Transportation agencies across the United States will have access to reports from Wazers and be able to use the data to identify unplowed roads and more quickly and efficiently deploy crews to clear snow.
“Our partners can use this kind of information to help them improve their operations,” said Dani Simons, who leads public-sector partnerships at Waze. “It will give them a clear view into what roads have and haven't been plowed.”
While some cities run snow removal operations in-house and have technology to track where crews are plowing, those that depend on contractors could benefit from the crowdsourced app’s insight into real-time road conditions.
“Then they can prioritize and deploy their resources better,” Simons said.
Waze developed the Unplowed Road feature in collaboration with the Virginia Department of Transportation. In preparation for winter, VDOT officials this summer asked Waze if there was a way to report unplowed roads and use the crowdsourced data to aid the state’s winter operations.
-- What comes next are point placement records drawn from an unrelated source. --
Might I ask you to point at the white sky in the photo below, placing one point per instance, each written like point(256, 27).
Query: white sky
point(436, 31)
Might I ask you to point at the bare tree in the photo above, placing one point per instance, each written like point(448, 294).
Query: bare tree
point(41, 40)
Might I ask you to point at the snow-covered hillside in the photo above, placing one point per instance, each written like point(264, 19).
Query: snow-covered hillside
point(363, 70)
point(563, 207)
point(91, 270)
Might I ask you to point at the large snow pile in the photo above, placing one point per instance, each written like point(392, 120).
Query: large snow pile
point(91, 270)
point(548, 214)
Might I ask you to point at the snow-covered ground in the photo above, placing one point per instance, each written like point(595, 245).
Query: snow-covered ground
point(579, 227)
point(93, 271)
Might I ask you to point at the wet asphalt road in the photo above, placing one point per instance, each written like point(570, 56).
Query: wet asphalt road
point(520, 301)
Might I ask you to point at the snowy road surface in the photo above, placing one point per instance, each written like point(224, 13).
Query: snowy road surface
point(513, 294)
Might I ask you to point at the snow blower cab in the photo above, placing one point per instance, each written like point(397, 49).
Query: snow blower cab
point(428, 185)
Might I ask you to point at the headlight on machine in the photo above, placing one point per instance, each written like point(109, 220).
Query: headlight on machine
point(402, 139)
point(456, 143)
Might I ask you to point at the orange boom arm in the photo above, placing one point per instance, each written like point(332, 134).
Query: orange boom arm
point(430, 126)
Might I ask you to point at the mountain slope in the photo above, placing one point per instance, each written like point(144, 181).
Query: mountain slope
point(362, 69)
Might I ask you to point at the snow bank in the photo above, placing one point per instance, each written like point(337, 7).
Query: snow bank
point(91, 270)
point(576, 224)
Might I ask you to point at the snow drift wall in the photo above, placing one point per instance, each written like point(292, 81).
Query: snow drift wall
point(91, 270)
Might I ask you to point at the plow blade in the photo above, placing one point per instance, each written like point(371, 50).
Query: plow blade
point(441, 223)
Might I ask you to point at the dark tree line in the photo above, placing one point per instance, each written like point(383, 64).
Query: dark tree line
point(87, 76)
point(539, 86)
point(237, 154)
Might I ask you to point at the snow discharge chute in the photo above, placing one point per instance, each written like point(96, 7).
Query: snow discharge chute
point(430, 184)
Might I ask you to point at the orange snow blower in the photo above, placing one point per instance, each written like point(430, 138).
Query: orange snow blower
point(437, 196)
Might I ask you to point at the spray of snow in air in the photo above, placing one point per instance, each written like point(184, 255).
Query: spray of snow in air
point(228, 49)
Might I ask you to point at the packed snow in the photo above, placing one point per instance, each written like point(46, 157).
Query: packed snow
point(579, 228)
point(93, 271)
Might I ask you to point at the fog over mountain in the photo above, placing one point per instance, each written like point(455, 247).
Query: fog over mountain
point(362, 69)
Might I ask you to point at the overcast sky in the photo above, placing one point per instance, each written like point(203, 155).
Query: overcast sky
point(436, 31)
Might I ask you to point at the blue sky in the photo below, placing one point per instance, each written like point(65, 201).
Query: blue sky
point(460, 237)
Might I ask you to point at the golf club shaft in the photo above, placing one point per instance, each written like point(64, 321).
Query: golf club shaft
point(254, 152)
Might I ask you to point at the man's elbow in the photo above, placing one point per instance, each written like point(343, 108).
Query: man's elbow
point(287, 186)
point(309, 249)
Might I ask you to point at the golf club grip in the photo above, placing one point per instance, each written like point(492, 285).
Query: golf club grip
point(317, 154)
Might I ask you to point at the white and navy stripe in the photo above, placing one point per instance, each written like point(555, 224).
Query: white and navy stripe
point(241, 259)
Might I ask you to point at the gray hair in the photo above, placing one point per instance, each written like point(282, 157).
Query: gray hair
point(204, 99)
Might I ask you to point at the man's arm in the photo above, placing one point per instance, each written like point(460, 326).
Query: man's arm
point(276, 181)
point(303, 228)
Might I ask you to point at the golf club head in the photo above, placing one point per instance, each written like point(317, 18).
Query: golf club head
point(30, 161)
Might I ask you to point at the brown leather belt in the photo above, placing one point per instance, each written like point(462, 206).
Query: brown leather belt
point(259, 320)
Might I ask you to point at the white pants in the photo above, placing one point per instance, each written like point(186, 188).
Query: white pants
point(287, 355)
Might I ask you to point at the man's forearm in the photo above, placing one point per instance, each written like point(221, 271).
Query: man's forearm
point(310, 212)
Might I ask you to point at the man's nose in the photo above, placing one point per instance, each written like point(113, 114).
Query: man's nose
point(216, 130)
“We wanted to explore this method of information gathering to help improve safety and better assess the conditions of our roads during winter weather,” VDOT Chief Deputy Commissioner Rob Cary said in a statement.
VDOT plans to monitor the real-time reports on road conditions this winter and determine how best to incorporate the Waze data into future operations, Cary said. The feature could help the state rethink its response resources next year. Virginia sets aside $205 million for winter weather-related expenses, and has more than 2,500 VDOT crew members and additional contractors handy for snow removal statewide. During a busy season, they handle nearly 700,000 tons of salt and nearly 2.4 million gallons of liquid calcium chloride and salt brine.
The data is free to about 1,300 government agencies that are part of the Waze for Cities Data program, Simons said. She said the work with VDOT exemplifies “what can be accomplished when we collaborate with public-sector partners to meet community needs.”
The snow warning feature is live in the more than 185 countries where the app operates, promising to come in handy for millions of Waze users in areas with harsh winter weather. The feature is silenced in areas with no inclement winter weather.
Users can report, in real time, icy and unplowed streets they encounter in their travels, and the app keeps them informed when they are approaching a road that has already been identified by other drivers as unplowed.
The Unplowed Road feature is the latest road hazard added to the Waze app, a Google company. Users report and are alerted of other issues on their routes, including potholes, water on roadways, crashes and vehicles on shoulders. Wazers globally make more than 60 million reports every month, according to Waze.
Through the Waze for Cities program, the company feeds anonymous data from user reports to local governments, and the agencies use it to try to make roads safer.
In the nation’s capital, for example, Waze a few years ago fed the District Department of Transportation with data about pothole reports. DDOT then used the data to guide its “Potholepalooza” campaign to repave damaged roads.
In Maryland, the State Highway Administration announced last week a partnership that will allow the agency to share road closure incidents in real time with Waze users. Through the feature, the state will alert users about road closures and detours, as well as potential delays due to roadwork.
“This partnership allows us to share road closure and detour information on the Waze platform instantly, arming our customers with the information they need when planning a trip on our roadways,” said Greg Slater, the former SHA administrator who was recently named state transportation secretary.
Waze expects many agencies, including those in the District and Maryland, to join in using the winter weather feature.
Simons said the reports from users have helped governments monitor traffic patterns, hazards and road conditions and helped them better respond. She said the addition of the winter feature will give agencies insight on where to get work crews in a timely fashion, allowing them to expedite their snow removal operations and make roads safer.
“They can’t have traffic cameras everywhere,” she said. “But we can provide a little bit of data and our partners have a virtual picture of what's going on in the roadway.”